Reputation: 53
I am having trouble with a script I wrote in bash. I am reading in a .txt file line by line in a while loop. The line is in the form of x:y:z:a:b:c. Each element ('x', 'a', etc.) corresponds to something such as age, height, name, and so on. I have successfully managed to print out the desired fields, but when I try to print the whole "x:y:z:a:b:c" "x:y:z" will print out to a .csv in one cell, and "a:b:c" will go to the next cell, due to the fact that there is a comma in the last name and first name. I know this sounds confusing so I can clarify further if necessary but here is what it looks like:
Cell 1 Cell 2
age:height:number:last name first name:language
I want all this information in one cell. I think the problem is due to the fact that there is a comma between the last and first name. Please let me know if you have any tips or pointers.
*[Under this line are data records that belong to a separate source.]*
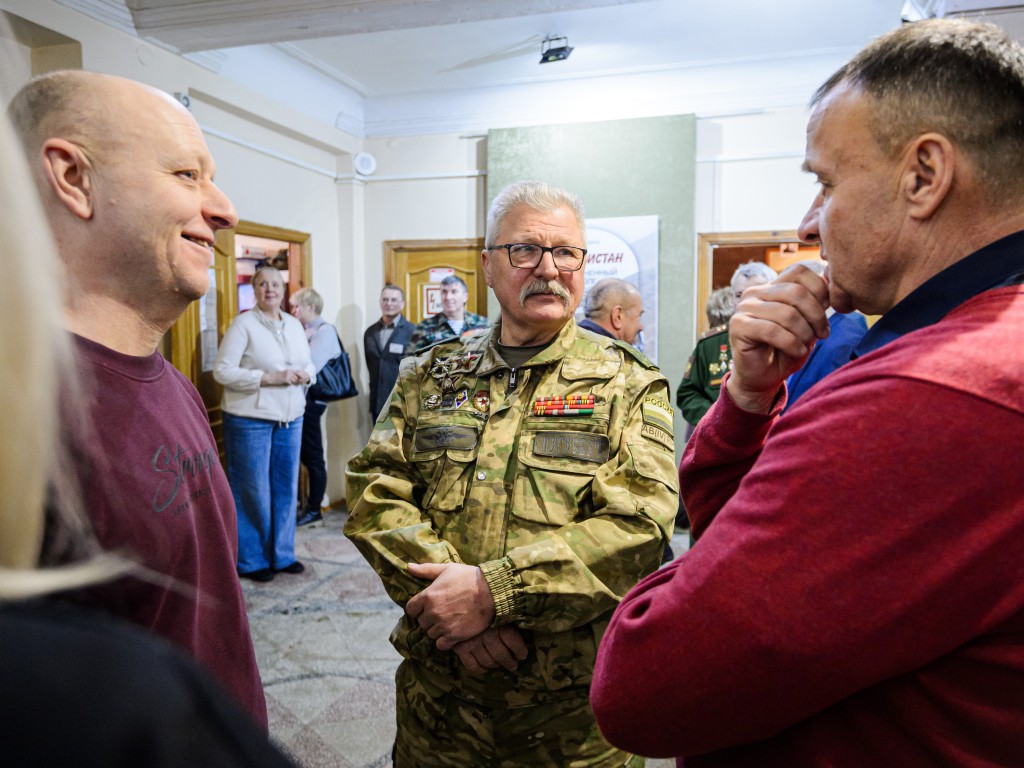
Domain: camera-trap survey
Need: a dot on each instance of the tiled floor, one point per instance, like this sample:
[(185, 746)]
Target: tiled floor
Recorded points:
[(322, 643)]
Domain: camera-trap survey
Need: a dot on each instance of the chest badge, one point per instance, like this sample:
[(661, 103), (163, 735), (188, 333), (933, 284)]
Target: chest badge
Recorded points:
[(569, 404)]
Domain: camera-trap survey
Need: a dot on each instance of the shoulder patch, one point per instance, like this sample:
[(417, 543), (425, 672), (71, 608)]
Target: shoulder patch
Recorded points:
[(657, 421), (714, 332)]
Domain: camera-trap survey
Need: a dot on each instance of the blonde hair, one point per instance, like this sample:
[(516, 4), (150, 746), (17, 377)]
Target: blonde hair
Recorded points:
[(36, 377)]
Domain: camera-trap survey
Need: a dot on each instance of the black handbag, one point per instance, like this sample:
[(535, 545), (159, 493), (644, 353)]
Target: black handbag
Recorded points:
[(334, 381)]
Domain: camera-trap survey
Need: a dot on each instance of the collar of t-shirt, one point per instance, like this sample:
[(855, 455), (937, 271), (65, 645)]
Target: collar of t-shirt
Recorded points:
[(999, 263)]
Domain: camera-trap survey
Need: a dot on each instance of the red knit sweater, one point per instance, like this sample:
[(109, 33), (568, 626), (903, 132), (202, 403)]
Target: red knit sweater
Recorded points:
[(856, 594)]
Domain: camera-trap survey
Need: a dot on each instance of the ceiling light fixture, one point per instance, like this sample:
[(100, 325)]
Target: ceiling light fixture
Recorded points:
[(552, 52)]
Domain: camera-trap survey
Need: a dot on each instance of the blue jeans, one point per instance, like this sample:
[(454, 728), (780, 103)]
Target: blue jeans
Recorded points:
[(263, 472)]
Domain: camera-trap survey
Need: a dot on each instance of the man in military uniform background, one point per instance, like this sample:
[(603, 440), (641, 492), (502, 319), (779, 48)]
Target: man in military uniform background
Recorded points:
[(516, 485), (710, 361), (452, 322)]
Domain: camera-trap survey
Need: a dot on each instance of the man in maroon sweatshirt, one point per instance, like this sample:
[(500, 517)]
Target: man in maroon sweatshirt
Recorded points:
[(127, 183), (855, 596)]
Edit: Here is what the code looks like:
while read INPUT do
str=$INPUT
IFS=: read -r -a ARR <<< "$str"
NAME=${ARR[0]}
AGE=${ARR[3]}
echo $AGE, $NAME >>Filedirectory.filename.csv
done<filedirectory.filename.txt
...where filedirectory.filename.txt
contains the following:
INPUT=Smith, John:126 lbs:67in:26:College University
Taking a sample input of str = "Smith, John:126 lbs:67in:26:College University"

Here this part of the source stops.